The easy sensuality of ‘Driftwood’ is here placed in the service of Wilson’s depiction of the men working. And it is that sense of the physical involvement of the work that both the painting and Wilson’s version of it evoke. Wilson begins the poem by cleverly referring to the hands through which all work of this period would have occurred.

whatever they say of the heart, the truth is this:
we embody our hands. every morning I have my look at them.
my hands cupping my face, a bowl of water.

Thus, Wilson demands that the reader recognise where the physical begins; that interesting phrase, ‘we embody our hands’. Here, the embodiment works both ways: on the one hand, we and our bodies are a product of our hands and what we do with them, on the other, we offer embodiment to our hands making them the means through which we and our bodies exist. There is then a faint echo of Auden’s ‘As I walked out one evening’; ‘’O plunge your hands in water, Plunge them in up to the wrist; Stare, stare in the basin. And wonder what you’ve missed.’ Wilson again offers a slightly unusual phrase, ‘I have my look at them.’ And then the way in which the hands cup the face like a bowl of water. The face is embodied by the hands, which stimulate and cleanse in the way that a bowl of water does.

Wilson widens the poem out into a profound mediation on the ways in which the body is reified,

                        as when a man offers his [grasp]

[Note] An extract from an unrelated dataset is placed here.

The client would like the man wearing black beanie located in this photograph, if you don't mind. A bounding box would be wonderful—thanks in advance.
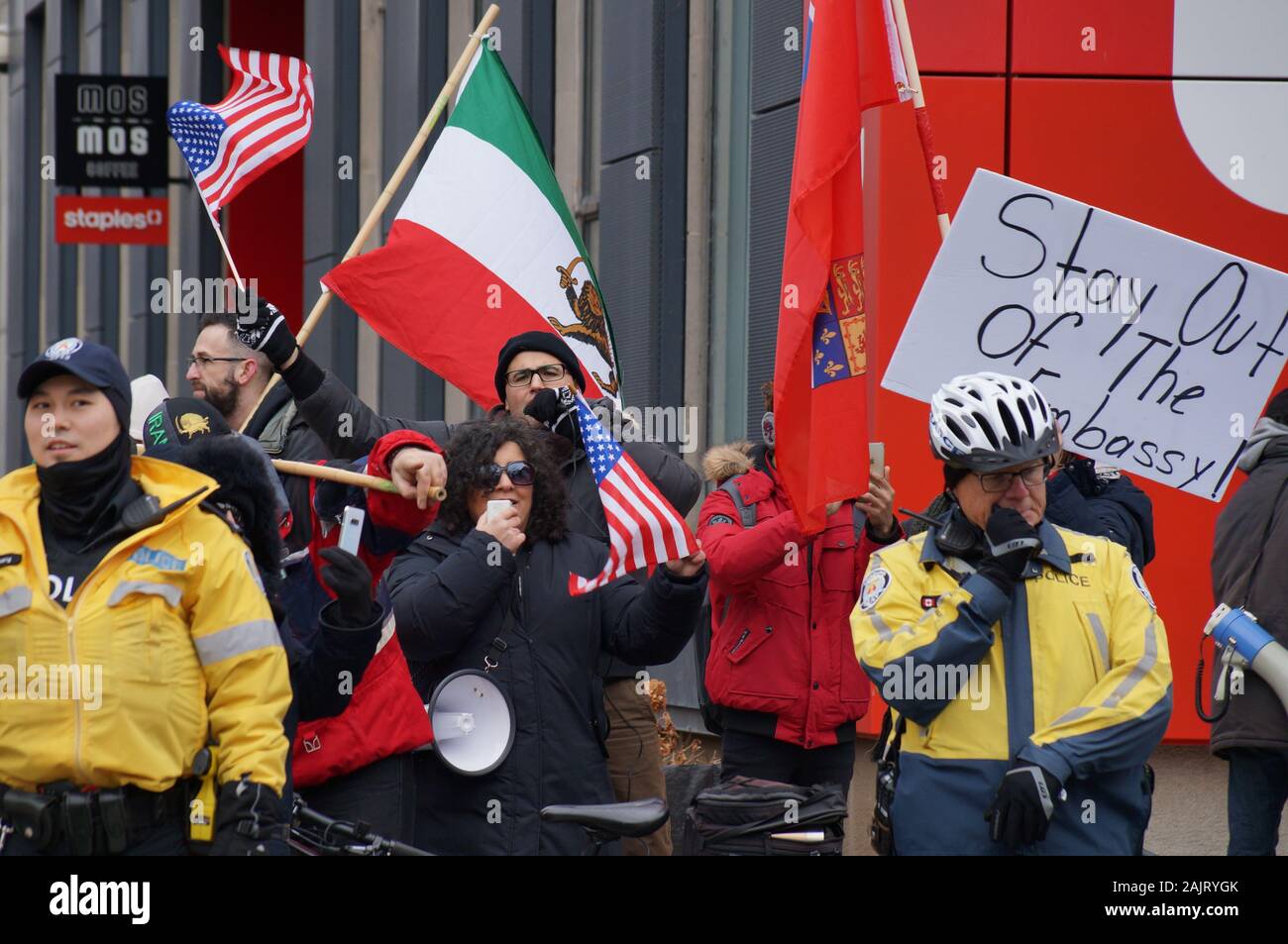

in extension and becomes, before me,
a basilica, and i watch the gleam of the fish-throated
muscles of the back, the narrow bones
and knees and, i say again, the knuckles,
each a chamber for a whole religion
performed by the hands

The mentions of ‘basilica’ and ‘religion’ nod towards the kinds of spirituality that is part of the current of the poetry. In part, a personal God has a presence in the poems even where it is clearly an absconded God. With the absconding comes a sense of life offering its own kinds of transcendence. Here, transcendence for the observer is the body and an absorption in it. Wilson recognises, perhaps, that, as Robert Lowell put it, ‘my eyes have seen what my hand did’. In Lowell’s case, it was an implicit recognition that his writing could inflict wounds. In Wilson’s case, it is the recognition in the writing of the way in which the hands can consecrate the body.

That consecration of the body is present in nearly all the poems in this fine debut collection. Wilson has found a way into poems and poetry which clearly works for him. It will be very interesting to see where that method takes him next.